Maximal subgroup of permutations for which trace is invariant

Question

Recall that trace is invariant under cyclic permutations of a product of matrices.

Are cyclic permutations the maximal subgroup of permutations for which trace doesn't change?

Answer 1

Suppose $\sigma$ is any permutation of $\{ 1, 2, \dots, n \}$ other than a power of $(1\ 2\ 3\ \dots\ n)$. We want to show that there exist matrices $A_1, \dots A_n$ such that

$$\text{tr}(A_1 \cdots A_n) \neq \text{tr}(A_{\sigma(1)} \cdots A_{\sigma(n)}).$$

By permuting cyclically, we can assume WLOG that $\sigma(1) = 1$. Then $\sigma$ isn't a power of $(1\ 2\ 3\ \dots\ n)$ iff it isn't the identity. So if it isn't the identity, there is some minimal $i$ such that $\sigma(i) \neq i$, which means that $\sigma(i) > i$.
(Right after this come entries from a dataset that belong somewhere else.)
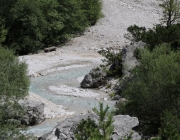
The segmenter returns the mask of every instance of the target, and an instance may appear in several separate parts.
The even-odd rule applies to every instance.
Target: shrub
[[[133,36],[135,41],[143,41],[147,43],[148,48],[153,50],[155,46],[162,43],[170,43],[172,49],[180,48],[180,24],[171,25],[169,28],[162,25],[156,25],[152,29],[146,30],[144,27],[133,25],[127,29]]]
[[[105,57],[102,59],[104,65],[102,67],[110,68],[106,70],[108,76],[122,76],[122,54],[121,52],[114,53],[111,48],[107,48],[106,50],[100,50],[98,53]]]
[[[164,111],[180,117],[180,52],[170,45],[157,46],[152,52],[141,51],[140,65],[133,70],[133,80],[121,93],[128,99],[118,114],[138,117],[145,134],[157,134]]]
[[[93,111],[98,116],[97,124],[90,118],[82,120],[76,129],[76,138],[78,140],[110,140],[114,127],[109,107],[104,108],[100,103],[99,110],[94,108]]]
[[[3,48],[0,48],[0,62],[0,139],[25,139],[17,121],[23,115],[17,102],[28,94],[27,65]]]

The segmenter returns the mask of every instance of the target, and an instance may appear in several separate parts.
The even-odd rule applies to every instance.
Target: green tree
[[[128,99],[118,113],[138,117],[142,131],[158,133],[165,111],[180,117],[180,52],[170,45],[157,46],[152,52],[141,51],[140,65],[122,95]]]
[[[0,48],[0,139],[18,140],[23,110],[17,103],[28,94],[27,65],[19,62],[12,51]]]
[[[114,130],[113,114],[109,112],[109,107],[103,107],[99,104],[99,110],[93,108],[94,113],[98,116],[98,122],[88,118],[82,120],[76,130],[76,138],[78,140],[110,140]]]
[[[177,24],[180,20],[180,1],[179,0],[160,0],[163,8],[162,23],[167,27]]]

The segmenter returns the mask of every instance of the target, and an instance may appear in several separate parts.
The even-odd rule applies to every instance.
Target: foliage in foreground
[[[122,92],[128,102],[119,104],[116,113],[138,117],[140,131],[144,134],[157,134],[161,128],[164,135],[167,126],[172,125],[169,127],[175,129],[173,124],[180,126],[180,52],[171,51],[170,45],[163,44],[152,52],[145,49],[140,53],[140,65],[134,69],[133,80]],[[172,119],[166,117],[166,112],[177,116],[173,124],[170,123]]]
[[[20,133],[21,122],[17,119],[23,111],[17,102],[28,93],[27,65],[3,48],[0,48],[0,62],[0,139],[26,139]]]
[[[109,112],[109,107],[103,107],[100,103],[99,110],[93,109],[98,116],[96,123],[91,118],[82,120],[76,129],[76,138],[78,140],[110,140],[111,134],[114,130],[113,114]]]
[[[101,16],[100,0],[0,0],[0,42],[16,54],[35,53],[82,33]]]

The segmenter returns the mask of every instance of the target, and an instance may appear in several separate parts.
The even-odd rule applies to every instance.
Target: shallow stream
[[[71,68],[66,70],[61,70],[59,72],[54,72],[46,76],[31,78],[30,92],[33,92],[57,105],[63,105],[68,111],[73,111],[76,114],[86,113],[94,107],[99,106],[99,102],[108,104],[108,106],[113,107],[114,102],[110,100],[103,100],[104,97],[108,95],[99,90],[92,90],[100,94],[100,98],[94,97],[75,97],[75,96],[65,96],[57,94],[49,90],[49,86],[66,85],[69,87],[80,88],[80,83],[78,78],[86,75],[93,68],[91,67],[81,67],[81,68]],[[89,89],[87,89],[89,90]],[[45,122],[29,127],[27,132],[33,133],[35,135],[40,135],[51,131],[58,122],[65,118],[47,119]]]

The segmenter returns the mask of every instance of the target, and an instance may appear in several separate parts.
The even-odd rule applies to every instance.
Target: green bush
[[[27,65],[19,62],[12,51],[0,48],[0,139],[19,140],[23,110],[17,103],[28,94]]]
[[[166,26],[156,25],[149,30],[146,30],[145,27],[133,25],[128,27],[127,30],[132,34],[134,41],[147,43],[150,50],[153,50],[155,46],[162,43],[170,43],[174,50],[180,48],[180,24],[174,24],[168,28]]]
[[[82,120],[76,129],[76,138],[78,140],[110,140],[111,134],[114,130],[113,114],[109,112],[109,107],[103,107],[100,103],[99,110],[93,109],[98,116],[98,122],[88,118]]]
[[[151,52],[141,50],[140,65],[121,93],[128,102],[117,113],[138,117],[145,134],[157,134],[165,111],[180,117],[180,52],[163,44]]]
[[[107,76],[121,77],[122,53],[114,53],[110,48],[107,48],[106,50],[100,50],[98,53],[105,57],[105,59],[102,59],[104,64],[101,66],[104,68],[110,66],[110,68],[106,70]]]

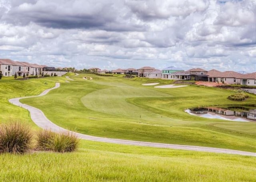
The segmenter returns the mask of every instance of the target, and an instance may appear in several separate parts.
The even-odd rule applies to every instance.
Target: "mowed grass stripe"
[[[226,104],[227,91],[189,86],[167,90],[159,89],[158,91],[153,87],[145,88],[137,82],[132,86],[134,81],[122,78],[102,78],[102,77],[94,76],[93,80],[86,80],[82,79],[84,75],[80,74],[74,77],[76,81],[62,84],[60,88],[48,95],[26,99],[22,102],[40,109],[48,119],[60,126],[88,135],[255,152],[255,134],[235,130],[230,132],[209,126],[214,122],[234,122],[195,117],[184,112],[184,108],[198,104],[200,101],[204,104]],[[126,84],[131,86],[127,86]],[[121,87],[120,90],[118,90],[118,87]],[[135,87],[134,92],[133,87]],[[123,94],[125,89],[128,91]],[[146,94],[151,97],[141,97],[145,96],[145,89],[148,92]],[[212,95],[218,99],[213,100]],[[134,98],[136,96],[141,97]],[[137,102],[132,103],[137,107],[126,107],[128,103],[126,100],[131,102],[129,97]],[[108,101],[105,102],[104,98]],[[81,98],[86,104],[91,104],[89,108],[84,106]],[[255,100],[252,98],[246,102]],[[116,101],[121,102],[122,104],[114,105]],[[108,109],[112,105],[114,107]],[[139,118],[139,113],[134,110],[138,107],[140,108],[138,110],[146,110],[150,113],[150,117],[147,118],[147,116],[144,118],[142,115],[141,118]],[[193,121],[196,117],[197,122]],[[240,124],[242,128],[244,123]]]

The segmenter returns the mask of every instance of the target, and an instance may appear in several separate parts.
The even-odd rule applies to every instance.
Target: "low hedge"
[[[228,98],[230,100],[237,101],[242,101],[249,98],[249,96],[243,93],[238,93],[233,94],[228,97]]]

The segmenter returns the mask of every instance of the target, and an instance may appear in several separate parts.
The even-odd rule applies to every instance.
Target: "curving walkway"
[[[48,119],[47,119],[47,118],[45,116],[43,112],[39,109],[25,104],[22,104],[19,101],[20,99],[21,98],[29,98],[44,96],[50,90],[57,88],[59,87],[60,86],[60,83],[56,83],[55,86],[54,87],[44,91],[40,94],[38,96],[14,98],[10,99],[9,100],[9,102],[14,105],[20,107],[22,107],[29,111],[32,120],[39,127],[44,129],[51,129],[52,131],[56,132],[67,131],[68,131],[68,130],[56,125]],[[173,149],[188,151],[213,152],[216,153],[222,153],[228,154],[237,154],[256,157],[256,153],[236,151],[234,150],[104,138],[102,137],[90,136],[74,132],[72,132],[75,133],[79,138],[82,139],[91,140],[93,141],[139,146],[151,147],[153,147]]]
[[[66,76],[66,78],[67,78],[67,79],[68,79],[68,80],[73,80],[73,81],[74,81],[74,80],[73,80],[73,79],[72,79],[72,78],[70,78],[69,77],[69,76]]]

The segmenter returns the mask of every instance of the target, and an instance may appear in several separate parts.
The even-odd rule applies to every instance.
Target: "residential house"
[[[149,71],[154,70],[155,68],[150,67],[144,67],[140,68],[138,70],[138,75],[140,76],[144,76],[143,74],[145,72],[148,72]]]
[[[190,72],[189,71],[177,71],[168,75],[167,79],[176,80],[184,80],[190,79]]]
[[[4,76],[12,76],[12,67],[16,63],[9,59],[0,59],[0,70]]]
[[[236,78],[236,79],[240,79],[240,83],[242,85],[256,86],[256,72],[241,74]]]
[[[28,63],[25,62],[20,62],[21,63],[24,65],[24,72],[26,72],[26,74],[27,74],[27,73],[29,75],[31,75],[31,74],[30,74],[30,71],[31,71],[31,64],[30,63]]]
[[[190,72],[190,79],[196,81],[208,81],[207,71],[200,68],[188,70]]]
[[[112,73],[113,74],[124,74],[125,72],[124,70],[120,69],[120,68],[116,70],[112,70]]]
[[[124,70],[126,74],[136,74],[138,75],[138,70],[134,68],[128,68]]]
[[[26,64],[19,61],[15,61],[16,65],[12,66],[12,75],[17,74],[17,76],[22,76],[24,74],[25,75],[28,74],[29,72],[28,71],[28,67]]]
[[[222,72],[220,71],[213,69],[208,71],[207,74],[208,82],[220,82],[222,80]]]
[[[162,77],[163,78],[170,79],[168,76],[170,74],[173,73],[174,72],[177,72],[177,71],[184,71],[184,70],[181,68],[177,68],[173,66],[171,66],[167,68],[165,68],[163,69],[162,70]]]
[[[143,73],[143,76],[149,78],[162,78],[162,71],[158,69],[149,70]]]
[[[108,72],[109,71],[106,69],[101,70],[100,69],[99,69],[97,71],[97,73],[100,74],[104,74]]]
[[[91,68],[89,69],[89,70],[90,70],[91,72],[96,72],[98,70],[100,70],[100,69],[99,68]]]
[[[228,84],[240,84],[240,79],[237,79],[241,77],[242,74],[233,71],[226,71],[221,73],[222,78],[220,81]]]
Set all of the $A_i$ to be the identity except $A_1, A_i$, and $A_{\sigma(i)}$. Then we want to set these three matrices such that

$$\text{tr}(A_1 A_i A_{\sigma(i)}) \neq \text{tr}(A_1 A_{\sigma(i)} A_i).$$

This isn't hard to do; random $2 \times 2$ matrices should work, but I'm out of time for now.